During the first part of the time my parents were divorced the first time, I remember living in Shannon Villa apartments. It was another two story apartment, but this one had three bedrooms and I didn’t have to share with my sister.
I am not sure if he lived there the whole time we did, or if he moved in after us. I don’t know if he lived there before us or if we all moved out at one time at the end. But, while we were living there, a man who was my mother’s boyfriend lived with us. As I recall, I didn’t like him.
While we lived at this apartment is when my memories of being hit a lot really start. I don’t know if I was hit a lot before then, but I remember it from this time period. I guess my mother was really stressed out. She had gotten a divorce and was raising two kids pretty much by herself. I can’t imagine a live-in boyfriend was much parenting help.
I was in third grade by now. My teacher was Ms. Elliot and I loved her. I went out through the sliding glass door from the kitchen every morning onto the small patio in our tiny fenced in back space. Behind the fence was a sidewalk that ran along the length of out apartment building all the way to the street at the end. Almost directly across that street was my school. So I walked to school almost every day. I was 8.
I remember one whipping particularly well, although I can’t remember what I did to earn it. My mother whipped me that time with a nice leather belt. My father and mother had these beautiful semi-matching leather belts. they had their names carved or burned or whatever into the back and all along the length my mother’s had roses and vines with red and green embedded in them. I fought against the whipping. Of course. I always fought. Every single time. Even though it always made it worse. The belt hit my face during this one whipping. I went to school for days with a rectangular bruise on my face and no one at school ever said a word or asked a question.

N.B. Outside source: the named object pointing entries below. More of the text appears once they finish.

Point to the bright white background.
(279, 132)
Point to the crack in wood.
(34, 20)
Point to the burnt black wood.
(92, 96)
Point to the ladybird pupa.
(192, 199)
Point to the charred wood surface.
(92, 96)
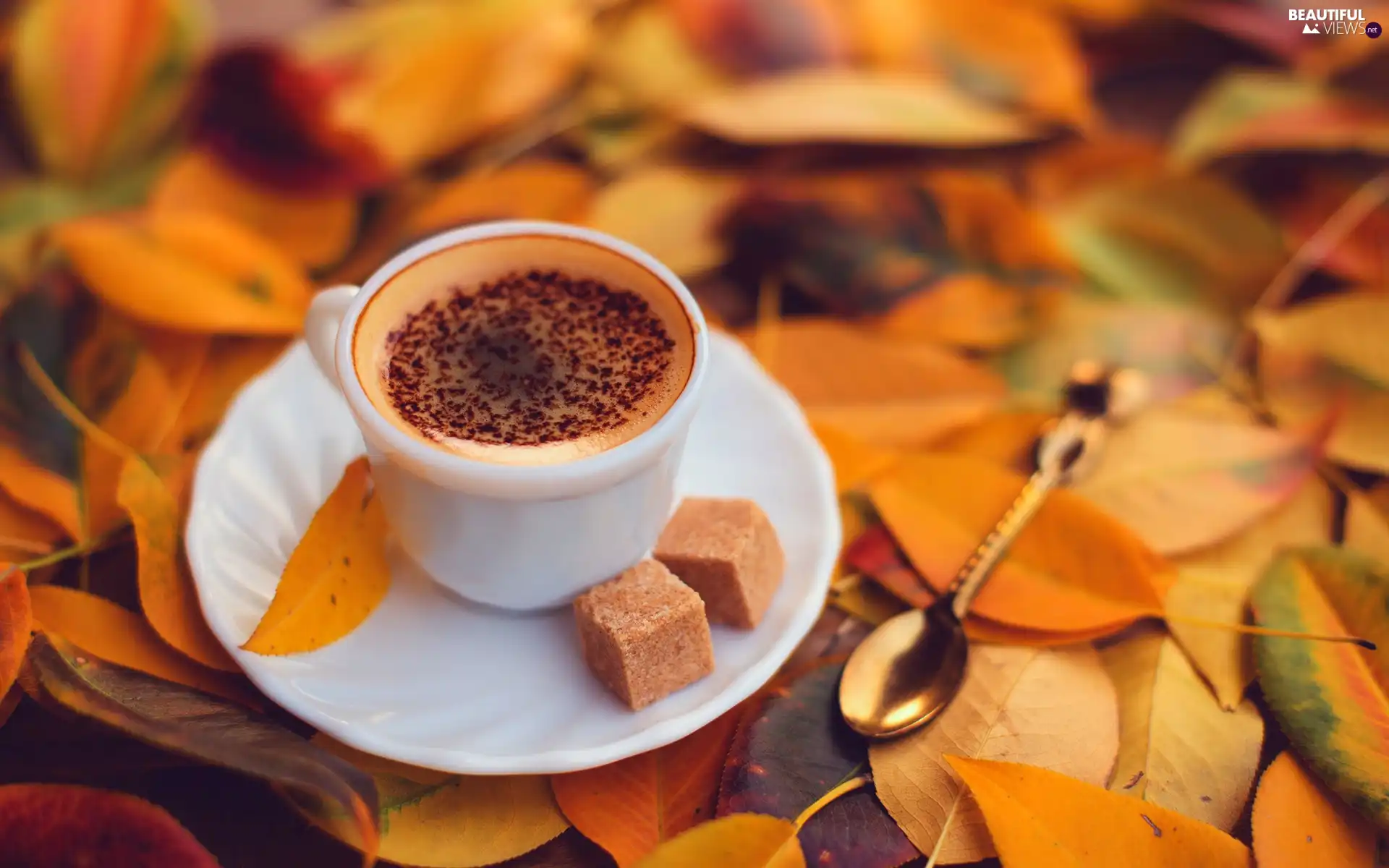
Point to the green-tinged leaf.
(854, 106)
(33, 205)
(741, 841)
(1250, 110)
(1171, 239)
(1330, 697)
(795, 750)
(202, 727)
(1349, 331)
(1303, 388)
(167, 593)
(1213, 585)
(1177, 746)
(53, 824)
(1184, 480)
(434, 820)
(1178, 347)
(956, 258)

I remember some other whippings, too. Since I always tried to get away, my mother developed a way to whip me without my being able to run. She’d hold me facing her and bend me over and tuck me between her legs. She’d grip my torso with her knees or thighs or whatever. Then, she could hit my ass without me getting away. I always panicked and couldn’t breathe. I am sure she wasn’t really squeezing the actual air out of me, I could still scream and cry and beg and I must have needed air for that, right? But somewhere in my little brain a connection formed that if my torso was restricted no air could get in. To this day I suffer panic attacks and claustrophobia when I feel my space is too small or my clothes are too snug.
I don’t know where my mother worked during this time. I assume she must have, but I just can’t remember.
We visited my father off and on. I guess we saw him every other weekend since that was the court agreement, but I can’t recall for sure.